Marketers in their reaction to the high exchange rate of dollar to naira hinted that it has a negative impact on importation.
The National Operations Controller, the Independent Petroleum Marketers Association of Nigeria, IPMAN, Mike Osatuyi in a chat with Punch said independent marketers sourced dollars for importation from the black market.
According to Osatuyi, the price of gas would continue to increase until naira strengthened at the exchange market.
Osatuyi said, “Our members, who still sell gas, bought 20, 000 metric tonnes at around N11 million last month, but now, the price has jumped to N12.3 million per 20, 000 metric tones.”
The IPMAN Controller said gas consumers stands the risk of further price hike as long as dollar continued to strengthen.
The war between Russia and Ukraine has affected the supplies of gas.
Gas production from the Nigerian Liquefied Natural Gas Ltd, NLNG has plummeted.
According to sources close to the matter, the drop in output was majorly due to the high-leveled theft as well as oil and gas pipeline vandalism which had left NLNG operating at 60 per cent capacity.
The source also cited “feed gas constraint and high maintenance activities” as part of the causes.
Output and export from NLNG’s six-train Bonny plant had dropped to 16.8 million tonnes in 2021, from 20.7 million tonnes in 2020 and 2019.
The General Manager, Production NLNG, Adeleye Falade while speaking at the 45th Nigeria International Conference and Exhibition 2022 said NLNG lost almost $7bn revenue so far in 2022 due to gas supply constraints.
IEA in its quarterly gas market report disclosed that the Natural gas markets worldwide have been tightening since 2021 and global gas consumption is expected to decline by 0.8 per cent this year as result of a record 10 per cent contraction in Europe and flat demand in the Asia Pacific region.

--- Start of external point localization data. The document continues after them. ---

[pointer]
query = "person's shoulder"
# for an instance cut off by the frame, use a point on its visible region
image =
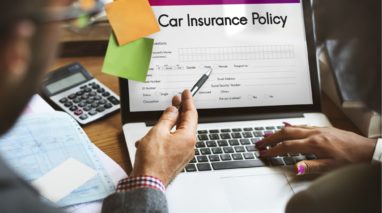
(16, 195)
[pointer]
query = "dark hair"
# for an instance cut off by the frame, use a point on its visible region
(14, 10)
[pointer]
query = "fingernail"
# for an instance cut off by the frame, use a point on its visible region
(172, 109)
(267, 134)
(300, 169)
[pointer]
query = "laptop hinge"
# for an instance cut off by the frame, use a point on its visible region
(242, 118)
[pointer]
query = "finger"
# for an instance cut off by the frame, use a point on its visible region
(314, 166)
(291, 146)
(168, 119)
(176, 100)
(189, 117)
(287, 133)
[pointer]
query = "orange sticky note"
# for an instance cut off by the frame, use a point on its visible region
(131, 20)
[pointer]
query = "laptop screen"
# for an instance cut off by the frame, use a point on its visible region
(257, 50)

Persistent under-investment, coupled with the perennial problem of oil theft from pipelines, has plagued Nigeria’s oil and gas sector in recent years.
Oil majors have drawn back from investing in Nigerian supply, and many foreign firms have either sold assets or signaled divestment plans.

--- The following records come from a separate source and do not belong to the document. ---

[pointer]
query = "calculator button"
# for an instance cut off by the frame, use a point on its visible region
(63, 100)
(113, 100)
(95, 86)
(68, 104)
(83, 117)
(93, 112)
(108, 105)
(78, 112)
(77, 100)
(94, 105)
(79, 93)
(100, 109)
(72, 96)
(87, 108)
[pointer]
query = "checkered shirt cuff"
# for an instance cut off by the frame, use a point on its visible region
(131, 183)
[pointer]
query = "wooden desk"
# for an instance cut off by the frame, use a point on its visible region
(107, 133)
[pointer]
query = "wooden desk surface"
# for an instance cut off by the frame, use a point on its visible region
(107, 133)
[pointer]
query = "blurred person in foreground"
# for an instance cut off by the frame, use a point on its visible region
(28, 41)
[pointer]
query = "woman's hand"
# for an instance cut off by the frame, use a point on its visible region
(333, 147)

Foreign customers, who had booked for gas supplies, are currently experiencing fears as the country’s Bonny Island output falls to a record low.

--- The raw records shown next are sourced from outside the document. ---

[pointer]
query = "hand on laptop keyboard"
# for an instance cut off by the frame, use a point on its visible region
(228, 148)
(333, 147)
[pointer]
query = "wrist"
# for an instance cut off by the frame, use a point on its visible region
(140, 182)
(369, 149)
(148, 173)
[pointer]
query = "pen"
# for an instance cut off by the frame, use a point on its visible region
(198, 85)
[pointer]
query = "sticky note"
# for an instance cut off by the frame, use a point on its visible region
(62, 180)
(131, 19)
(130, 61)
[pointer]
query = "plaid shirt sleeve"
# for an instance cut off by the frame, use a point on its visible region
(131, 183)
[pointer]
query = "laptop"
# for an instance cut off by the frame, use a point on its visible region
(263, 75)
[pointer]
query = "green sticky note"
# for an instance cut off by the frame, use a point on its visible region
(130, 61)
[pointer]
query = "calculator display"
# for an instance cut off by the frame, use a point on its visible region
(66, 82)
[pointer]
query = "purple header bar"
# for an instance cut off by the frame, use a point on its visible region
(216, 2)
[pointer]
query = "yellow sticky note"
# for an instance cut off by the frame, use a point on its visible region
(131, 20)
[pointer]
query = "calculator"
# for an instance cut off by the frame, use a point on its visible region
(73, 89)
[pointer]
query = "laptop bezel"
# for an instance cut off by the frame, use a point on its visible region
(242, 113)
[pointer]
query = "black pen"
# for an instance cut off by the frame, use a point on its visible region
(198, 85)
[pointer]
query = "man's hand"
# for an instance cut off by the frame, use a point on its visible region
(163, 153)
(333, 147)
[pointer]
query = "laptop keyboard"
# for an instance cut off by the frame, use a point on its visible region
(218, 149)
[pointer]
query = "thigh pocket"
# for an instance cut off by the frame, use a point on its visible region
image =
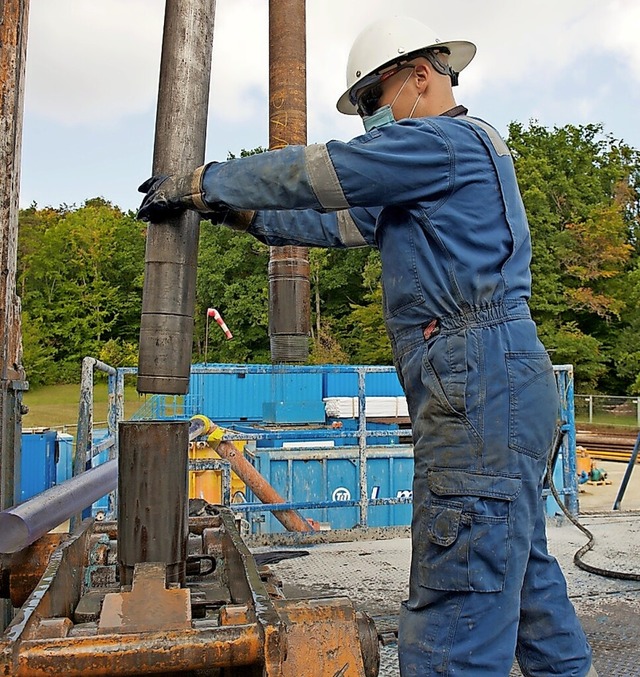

Portugal, one of Nigeria’s major importers, has expressed concerns over supplies.
Portugal’s European Union, EU Environment and Energy Minister, Duarte Cordeiro, said his country could face supply problems this winter if Nigeria did not deliver all its supplies.
Cordeiro who noted that country is already considering alternative supplies said in Lisbon, “From one day to another, we may have a problem, such as not being supplied the volume of gas that is planned.”
Other European countries are also considering alternative supplies due to uncertainties from NLNG.
Oil and gas expert and analyst, Dr. Dauda Garuba, described the low gas production as a “double tragedy for Nigeria,” adding that the country faced tougher times in terms of revenue.
“This means the country should expect lower revenue. These are tougher times for Nigeria because when we have less to export, then, we would be counting our losses,” he said.